[Lazarus] Lazarus (UTF8) and Windows: SysToUTF8, UTF8ToSys... Is there a better solution?

Mon Dec 23 23:08:01 CET 2013

On Mon, Dec 23, 2013 at 06:52:21PM +0100, J?rgen Hestermann wrote:
> Am 2013-12-23 11:32, schrieb Marco van de Voort:
>  > So I would say UTF16, and maybe, if there is demand, some can get utf8 :-)
> 
> The question is:
> Should FPC and LCL use a fixed encoding for all platforms
> or should the encoding be adapted for each WidgetSet/OS?

Not necessarily. Supporting both on both platforms is a sane reason too.

One can't ditch utf16 because of Delphi compatibility. It will be hard to
ditch utf8 because of old Lazarus compatibility.

But if I have to chose to kill one, it is utf8. It is the lesser used choice
for unicode strings INSIDE APPLICATIONS.  Yes, UTF8 is dominant in documents, but
not in APIs.

> If it should be the same for all platforms then it should be UTF8 IMO.
> UTF16 is the most horrible decision (all bad things combined).

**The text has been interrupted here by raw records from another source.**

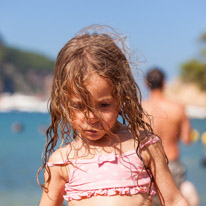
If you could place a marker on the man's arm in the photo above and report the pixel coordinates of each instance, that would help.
(185, 128)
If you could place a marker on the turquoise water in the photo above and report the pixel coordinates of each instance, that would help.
(21, 157)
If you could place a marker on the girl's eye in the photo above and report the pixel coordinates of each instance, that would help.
(104, 105)
(77, 106)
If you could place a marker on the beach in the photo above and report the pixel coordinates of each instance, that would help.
(26, 103)
(21, 158)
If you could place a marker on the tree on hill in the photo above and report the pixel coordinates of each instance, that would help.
(24, 71)
(195, 70)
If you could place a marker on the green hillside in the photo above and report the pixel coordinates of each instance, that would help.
(24, 71)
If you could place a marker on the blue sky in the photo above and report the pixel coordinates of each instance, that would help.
(165, 33)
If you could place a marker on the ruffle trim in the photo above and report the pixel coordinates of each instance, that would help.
(78, 195)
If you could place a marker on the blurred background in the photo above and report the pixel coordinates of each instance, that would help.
(167, 34)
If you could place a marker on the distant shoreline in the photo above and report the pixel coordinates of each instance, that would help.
(24, 103)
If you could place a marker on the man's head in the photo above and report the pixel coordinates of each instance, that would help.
(155, 79)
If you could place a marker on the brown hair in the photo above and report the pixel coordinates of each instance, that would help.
(100, 53)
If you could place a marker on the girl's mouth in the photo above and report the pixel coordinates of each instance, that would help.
(91, 131)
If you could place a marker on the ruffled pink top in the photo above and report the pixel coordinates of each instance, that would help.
(107, 175)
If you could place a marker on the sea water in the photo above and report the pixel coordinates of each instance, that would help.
(22, 141)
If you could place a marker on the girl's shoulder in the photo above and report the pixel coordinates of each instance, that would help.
(60, 156)
(147, 138)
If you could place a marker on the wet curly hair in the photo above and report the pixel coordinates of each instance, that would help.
(107, 55)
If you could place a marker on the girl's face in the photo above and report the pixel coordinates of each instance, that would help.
(93, 125)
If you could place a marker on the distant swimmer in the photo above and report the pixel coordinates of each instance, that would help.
(171, 124)
(17, 127)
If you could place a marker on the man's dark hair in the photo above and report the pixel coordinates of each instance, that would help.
(155, 78)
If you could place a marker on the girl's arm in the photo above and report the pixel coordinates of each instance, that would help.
(154, 157)
(54, 196)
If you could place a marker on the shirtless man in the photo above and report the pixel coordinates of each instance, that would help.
(172, 125)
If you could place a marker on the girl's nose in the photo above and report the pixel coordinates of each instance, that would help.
(92, 118)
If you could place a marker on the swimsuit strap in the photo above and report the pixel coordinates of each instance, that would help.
(60, 163)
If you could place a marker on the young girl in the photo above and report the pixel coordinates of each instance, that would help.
(101, 161)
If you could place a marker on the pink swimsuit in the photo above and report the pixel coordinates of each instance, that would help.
(107, 175)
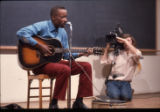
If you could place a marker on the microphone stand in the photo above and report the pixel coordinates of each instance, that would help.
(70, 64)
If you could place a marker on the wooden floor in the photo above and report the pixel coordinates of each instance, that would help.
(138, 101)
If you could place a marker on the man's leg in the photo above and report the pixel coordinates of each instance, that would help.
(61, 72)
(85, 82)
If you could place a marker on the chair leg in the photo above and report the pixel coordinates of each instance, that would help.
(40, 93)
(51, 86)
(28, 95)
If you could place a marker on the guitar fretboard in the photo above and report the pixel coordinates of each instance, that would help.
(62, 50)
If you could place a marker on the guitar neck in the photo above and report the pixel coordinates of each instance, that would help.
(62, 50)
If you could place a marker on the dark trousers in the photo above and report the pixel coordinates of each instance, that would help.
(62, 71)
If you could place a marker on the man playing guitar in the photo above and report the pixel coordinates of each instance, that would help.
(61, 70)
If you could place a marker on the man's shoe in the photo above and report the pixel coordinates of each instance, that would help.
(79, 105)
(55, 106)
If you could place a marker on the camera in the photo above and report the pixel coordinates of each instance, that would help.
(111, 38)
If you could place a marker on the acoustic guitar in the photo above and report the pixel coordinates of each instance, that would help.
(30, 57)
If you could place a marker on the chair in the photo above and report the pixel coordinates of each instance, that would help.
(39, 77)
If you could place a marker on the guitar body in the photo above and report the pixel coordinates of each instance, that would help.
(30, 57)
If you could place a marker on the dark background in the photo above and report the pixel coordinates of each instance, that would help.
(91, 19)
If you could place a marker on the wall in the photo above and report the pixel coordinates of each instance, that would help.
(14, 80)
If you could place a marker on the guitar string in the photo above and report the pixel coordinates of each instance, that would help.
(86, 75)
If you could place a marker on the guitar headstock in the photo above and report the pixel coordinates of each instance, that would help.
(98, 51)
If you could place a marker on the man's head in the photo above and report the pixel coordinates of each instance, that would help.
(59, 16)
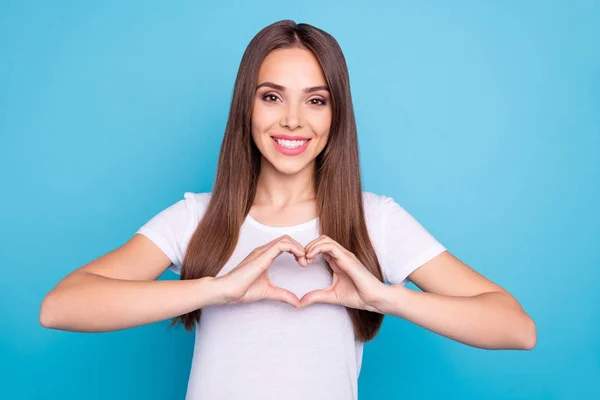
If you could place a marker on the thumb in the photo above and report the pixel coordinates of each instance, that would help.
(279, 294)
(318, 296)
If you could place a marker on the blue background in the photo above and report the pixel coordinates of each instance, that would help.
(482, 120)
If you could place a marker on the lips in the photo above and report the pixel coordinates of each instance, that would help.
(291, 152)
(289, 137)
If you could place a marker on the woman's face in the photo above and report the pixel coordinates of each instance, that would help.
(292, 100)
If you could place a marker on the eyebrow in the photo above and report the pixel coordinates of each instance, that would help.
(282, 88)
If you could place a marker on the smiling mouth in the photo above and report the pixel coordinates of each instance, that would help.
(290, 144)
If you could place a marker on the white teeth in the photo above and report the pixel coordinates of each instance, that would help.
(290, 144)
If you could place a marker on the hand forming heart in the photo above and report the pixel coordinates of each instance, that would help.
(353, 285)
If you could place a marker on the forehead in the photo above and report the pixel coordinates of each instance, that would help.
(291, 67)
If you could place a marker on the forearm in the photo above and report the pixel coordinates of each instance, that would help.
(88, 302)
(488, 321)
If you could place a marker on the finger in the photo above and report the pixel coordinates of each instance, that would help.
(340, 259)
(318, 296)
(300, 260)
(280, 294)
(281, 246)
(316, 241)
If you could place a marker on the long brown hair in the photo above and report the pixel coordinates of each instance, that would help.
(337, 173)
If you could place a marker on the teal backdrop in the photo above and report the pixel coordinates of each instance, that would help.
(480, 118)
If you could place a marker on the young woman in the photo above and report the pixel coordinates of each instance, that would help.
(284, 264)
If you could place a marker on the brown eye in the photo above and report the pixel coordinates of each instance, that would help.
(269, 96)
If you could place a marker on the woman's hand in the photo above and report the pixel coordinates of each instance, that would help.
(249, 280)
(353, 285)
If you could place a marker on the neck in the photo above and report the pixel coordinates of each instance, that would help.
(278, 189)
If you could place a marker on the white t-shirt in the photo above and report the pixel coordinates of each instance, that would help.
(268, 349)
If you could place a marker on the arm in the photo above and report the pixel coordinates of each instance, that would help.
(119, 290)
(461, 304)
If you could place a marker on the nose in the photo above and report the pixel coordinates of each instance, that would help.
(291, 117)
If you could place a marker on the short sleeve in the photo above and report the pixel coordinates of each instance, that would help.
(171, 228)
(406, 243)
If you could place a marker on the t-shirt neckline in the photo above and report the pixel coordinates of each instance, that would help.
(304, 225)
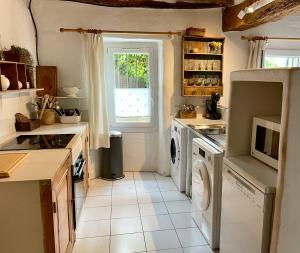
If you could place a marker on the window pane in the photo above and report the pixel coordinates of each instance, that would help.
(131, 70)
(132, 92)
(132, 105)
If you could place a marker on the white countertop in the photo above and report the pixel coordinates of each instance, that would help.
(42, 164)
(50, 129)
(58, 129)
(259, 174)
(38, 165)
(200, 121)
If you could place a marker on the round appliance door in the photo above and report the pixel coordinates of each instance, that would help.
(175, 151)
(201, 185)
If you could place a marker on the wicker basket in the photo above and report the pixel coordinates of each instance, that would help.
(192, 31)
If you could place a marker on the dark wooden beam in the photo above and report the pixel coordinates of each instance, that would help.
(274, 11)
(181, 4)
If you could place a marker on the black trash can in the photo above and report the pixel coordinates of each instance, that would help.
(111, 159)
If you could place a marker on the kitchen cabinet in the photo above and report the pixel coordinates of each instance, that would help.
(202, 65)
(86, 156)
(36, 213)
(62, 209)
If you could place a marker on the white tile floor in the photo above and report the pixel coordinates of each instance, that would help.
(143, 212)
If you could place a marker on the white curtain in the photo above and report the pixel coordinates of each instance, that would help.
(166, 89)
(93, 52)
(256, 52)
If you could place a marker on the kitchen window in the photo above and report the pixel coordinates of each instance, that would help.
(131, 77)
(278, 58)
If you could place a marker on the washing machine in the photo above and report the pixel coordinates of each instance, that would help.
(207, 190)
(178, 148)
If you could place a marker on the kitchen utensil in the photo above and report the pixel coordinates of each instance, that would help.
(46, 97)
(48, 117)
(9, 162)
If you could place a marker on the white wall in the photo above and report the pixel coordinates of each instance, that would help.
(64, 50)
(15, 28)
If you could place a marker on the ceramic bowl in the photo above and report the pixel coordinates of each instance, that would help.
(70, 91)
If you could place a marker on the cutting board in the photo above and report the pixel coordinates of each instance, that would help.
(8, 162)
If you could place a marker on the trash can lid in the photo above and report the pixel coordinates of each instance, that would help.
(115, 133)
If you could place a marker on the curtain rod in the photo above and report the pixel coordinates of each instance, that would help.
(267, 38)
(81, 30)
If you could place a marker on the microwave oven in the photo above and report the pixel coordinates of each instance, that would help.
(265, 140)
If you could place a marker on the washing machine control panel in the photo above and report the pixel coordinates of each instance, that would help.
(199, 152)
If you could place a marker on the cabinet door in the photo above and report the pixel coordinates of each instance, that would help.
(64, 209)
(85, 146)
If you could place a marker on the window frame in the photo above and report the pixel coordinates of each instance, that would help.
(118, 47)
(271, 52)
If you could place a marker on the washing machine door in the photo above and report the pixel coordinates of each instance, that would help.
(175, 151)
(202, 186)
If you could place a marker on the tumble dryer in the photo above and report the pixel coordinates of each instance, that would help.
(178, 148)
(207, 190)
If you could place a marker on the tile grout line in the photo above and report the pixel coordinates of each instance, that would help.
(140, 212)
(172, 221)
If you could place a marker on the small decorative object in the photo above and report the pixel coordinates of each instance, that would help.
(18, 54)
(20, 85)
(70, 91)
(193, 31)
(5, 83)
(215, 47)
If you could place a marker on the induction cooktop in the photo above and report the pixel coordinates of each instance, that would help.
(36, 142)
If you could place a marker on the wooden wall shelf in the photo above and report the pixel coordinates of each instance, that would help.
(19, 91)
(16, 71)
(202, 67)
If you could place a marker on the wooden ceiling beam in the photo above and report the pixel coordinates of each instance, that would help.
(159, 4)
(274, 11)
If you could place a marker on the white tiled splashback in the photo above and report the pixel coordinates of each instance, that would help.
(10, 104)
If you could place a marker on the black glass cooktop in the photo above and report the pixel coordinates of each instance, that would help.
(36, 142)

For what? Most of the sentiments I hear are echoed discussions on the web
that are mostly about document encodings, NOT application internal
encodings.

However we

> UTF32 would at least have the advantage of fixed character size
> but pays this with *a lot* of memory consumption.

(it is not fixed character, but fixed codepoint)

> UTF8 has the lowest memory demand

Not according to 1 billion Chinese.

> (in general) and a good backward compatibility.

Hardly. Only for western languages, and even there conversions often go
wrong. That's why the whole BOM kludge became so important.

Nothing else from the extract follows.